REMEMBER NANA'S LOTUS AND NEELKANTH
Acrylic, Ink, Dreams, Cold Press Paper, 24 in by 18 in
This painting is inspired by a formative story about my Nana ji (maternal grandfather) who used to remind my young mother to learn from the sacred lotus flower - while a lotus grows in a swamp, it has evolved to be untouched by the filth that surrounds it. Two Neelkanth (literally meaning blue throated) birds take flight above. Neelkanth, also a name of Shiva, is associated with a mythological Samudra Manthan or "Churning of the Ocean” origin story about transcending poison. Neelkanth birds are increasingly impacted by poaching and pesticides. The time machine at the bottom of the painting is about discovery of family stories through the ticking clocks of modern life. A timeless turtle floats through the tides of time. I find it poetic that turtles are associated with the origin stories of my Indian inheritance, and with the Indigenous People and First Nations of North American land which (be)holds me presently.
TECHNOLOGY IS INNOCENT OR IS IT?
Acrylic, Gouache, Ink, Dreams, Cold Press Paper, 24 in by 18 in
This painting is a meditation on the evolving role of technology in our lives - is technology inherently good or bad, or is it what we make of it and how we find balance? This painting is earthy and at the same time has multiple technologies embedded in it - the colors, paint brushes, paper I used to make it, the camera with which I took the image, the printing technology which is part of the poetry book in the center (it has lines from an e. e. cummings poem - since feeling is first, that I love and first read thanks to computer technology), and the tools used to make the four chairs in the painting. The bike wheels in two other squares were made using technology, and so were the coffee cups that the bird humans in the painting are holding - these can all be means of belonging, shared experience, and connection, or isolation. How will we shape and be shaped by our relation with, and through technology ? In the exterior boxes of the painting are animals - are they the liberated ones in the absence of technology?
UNDER ONE SKY
Acrylic, Ink, Dreams, Cold Press Paper, 20 in by 16 in
This painting is a meditation on the inter web of all life on our planet - across the beings of land, water, air, and earth. Can humanity rise beyond the elaborate taxonomy of separateness that we have created - separation of people from people, from ourselves, from the super organism earth of which we are an integral part ourselves? Will we realize that under one sky, all organs of this super organ-ism must be nourished for the whole to be healthy? Or, like a game of cards, would we keep bluffing our own selves in the end?
BAOBAB DREAMS OF A PEACOCK
Acrylic, Ink, Dreams, Cold Press Paper, 24 in by 18 in
* In private collection
This painting is inspired by the magnificent ancient Baobab trees of East Africa that are now endangered by Climate Change, and the resplendent Indian peacocks - my favorite bird. Life giving stories of my planetary movements and relationships are tied together with both these symbols. What happens when different geographies of our lives come together?

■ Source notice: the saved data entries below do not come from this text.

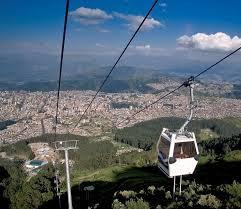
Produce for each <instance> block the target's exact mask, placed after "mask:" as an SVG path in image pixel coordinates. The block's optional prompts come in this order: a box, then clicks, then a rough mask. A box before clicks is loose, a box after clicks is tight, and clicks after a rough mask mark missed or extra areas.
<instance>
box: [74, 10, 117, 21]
mask: <svg viewBox="0 0 241 209" xmlns="http://www.w3.org/2000/svg"><path fill="white" fill-rule="evenodd" d="M70 16H72V17H73V18H74V20H75V21H77V22H80V23H81V24H83V25H97V24H100V23H102V22H103V21H105V20H109V19H112V18H113V17H112V15H109V14H107V13H106V12H105V11H103V10H101V9H97V8H96V9H91V8H86V7H80V8H78V9H76V10H75V11H72V12H70Z"/></svg>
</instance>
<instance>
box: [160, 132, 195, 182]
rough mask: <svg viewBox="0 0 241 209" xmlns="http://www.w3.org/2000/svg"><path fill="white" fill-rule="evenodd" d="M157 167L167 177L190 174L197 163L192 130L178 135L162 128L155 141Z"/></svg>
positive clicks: (194, 137)
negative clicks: (160, 134) (165, 174)
mask: <svg viewBox="0 0 241 209" xmlns="http://www.w3.org/2000/svg"><path fill="white" fill-rule="evenodd" d="M157 154H158V167H159V168H160V169H161V171H162V172H163V173H165V174H166V175H167V176H168V177H170V178H172V177H174V176H182V175H188V174H192V173H193V172H194V170H195V167H196V165H197V163H198V156H199V152H198V147H197V142H196V138H195V134H194V133H193V132H188V133H187V134H185V135H178V134H177V133H175V132H170V131H169V130H168V129H165V128H164V129H163V131H162V133H161V136H160V138H159V140H158V143H157Z"/></svg>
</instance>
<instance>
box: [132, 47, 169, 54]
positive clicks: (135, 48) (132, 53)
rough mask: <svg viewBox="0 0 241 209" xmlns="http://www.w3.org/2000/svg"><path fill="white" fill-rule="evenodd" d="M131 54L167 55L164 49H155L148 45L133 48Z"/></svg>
mask: <svg viewBox="0 0 241 209" xmlns="http://www.w3.org/2000/svg"><path fill="white" fill-rule="evenodd" d="M131 53H132V54H140V55H145V56H160V55H163V54H165V50H164V49H163V48H153V47H151V45H149V44H146V45H138V46H135V47H131Z"/></svg>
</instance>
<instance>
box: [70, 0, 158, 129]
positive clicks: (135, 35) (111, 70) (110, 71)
mask: <svg viewBox="0 0 241 209" xmlns="http://www.w3.org/2000/svg"><path fill="white" fill-rule="evenodd" d="M157 2H158V0H155V1H154V2H153V4H152V6H151V7H150V9H149V10H148V12H147V14H146V16H145V17H144V19H143V20H142V22H141V24H140V25H139V27H138V28H137V30H136V31H135V33H134V34H133V35H132V37H131V39H130V40H129V41H128V43H127V45H126V46H125V48H124V49H123V51H122V52H121V54H120V56H119V57H118V59H117V60H116V62H115V64H114V65H113V67H112V68H111V70H110V72H109V73H108V74H107V75H106V77H105V79H104V81H103V82H102V84H101V85H100V87H99V89H98V90H97V92H96V93H95V95H94V97H93V98H92V100H91V101H90V103H89V104H88V106H87V108H86V109H85V111H84V113H83V114H82V115H81V117H80V119H79V120H78V122H77V123H76V124H75V126H74V127H73V129H72V132H73V131H74V130H75V128H76V127H77V125H78V124H79V123H80V121H81V120H82V119H83V118H84V116H85V114H86V113H87V111H88V109H89V108H90V107H91V105H92V103H93V102H94V100H95V99H96V97H97V95H98V94H99V92H100V91H101V89H102V88H103V86H104V85H105V83H106V81H107V80H108V78H109V77H110V75H111V73H112V72H113V71H114V69H115V68H116V65H117V64H118V63H119V61H120V59H121V58H122V56H123V55H124V54H125V52H126V50H127V49H128V47H129V46H130V44H131V42H132V41H133V39H134V38H135V36H136V35H137V33H138V32H139V31H140V29H141V27H142V25H143V24H144V23H145V21H146V19H147V18H148V16H149V15H150V13H151V12H152V10H153V9H154V7H155V6H156V4H157Z"/></svg>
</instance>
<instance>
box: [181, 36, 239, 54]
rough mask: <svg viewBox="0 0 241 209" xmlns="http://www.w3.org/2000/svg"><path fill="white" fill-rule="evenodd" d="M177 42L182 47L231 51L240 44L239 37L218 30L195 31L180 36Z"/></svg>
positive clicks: (192, 48) (186, 47) (213, 50)
mask: <svg viewBox="0 0 241 209" xmlns="http://www.w3.org/2000/svg"><path fill="white" fill-rule="evenodd" d="M177 44H178V45H179V46H180V47H182V48H184V49H198V50H205V51H231V50H234V49H236V48H238V47H240V46H241V38H239V37H238V36H234V37H233V38H231V37H230V36H229V35H227V34H225V33H222V32H218V33H216V34H210V35H207V34H205V33H197V34H195V35H192V36H187V35H184V36H181V37H180V38H178V39H177Z"/></svg>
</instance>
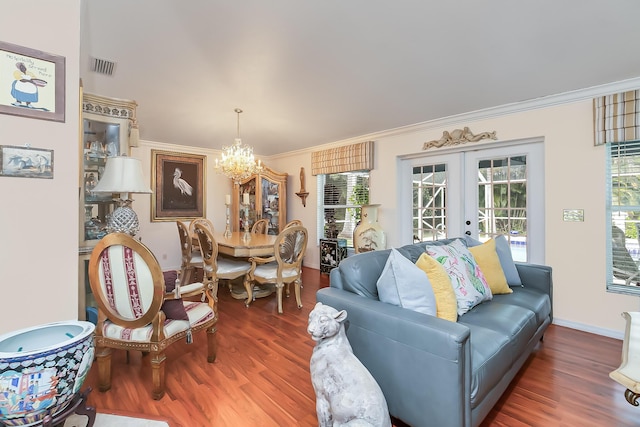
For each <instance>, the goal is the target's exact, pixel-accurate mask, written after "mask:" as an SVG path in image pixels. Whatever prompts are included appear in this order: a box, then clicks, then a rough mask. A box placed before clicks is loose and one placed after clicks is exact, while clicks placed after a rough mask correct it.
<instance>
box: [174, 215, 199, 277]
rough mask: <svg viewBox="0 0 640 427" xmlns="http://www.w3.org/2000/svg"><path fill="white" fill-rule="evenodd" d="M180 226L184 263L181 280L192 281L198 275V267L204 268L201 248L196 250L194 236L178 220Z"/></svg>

What can a life beyond singular definition of belonging mean?
THE PEACE TREE: SHANTI MANTRA EARTH MEDITATIONS
Acrylic, Ink, Dreams, Cold Press Paper, 24 in by 18 in
This painting, made in the early days of Covid-19 global lockdown, is a meditation on the Shanti Mantras/ Peace Prayers found in the Upanishads. The prayers are rooted in a wish for peace in three realms - inner, external, psychic. In his letter from the Birmingham jail, Martin Luther King Jr writes of a negative peace which is the absence of tension vs a positive peace which is the presence of justice. In a time of global suffering and turmoil, ‘The Peace Tree’ is a deep wish for realization of positive peace for people and beings everywhere.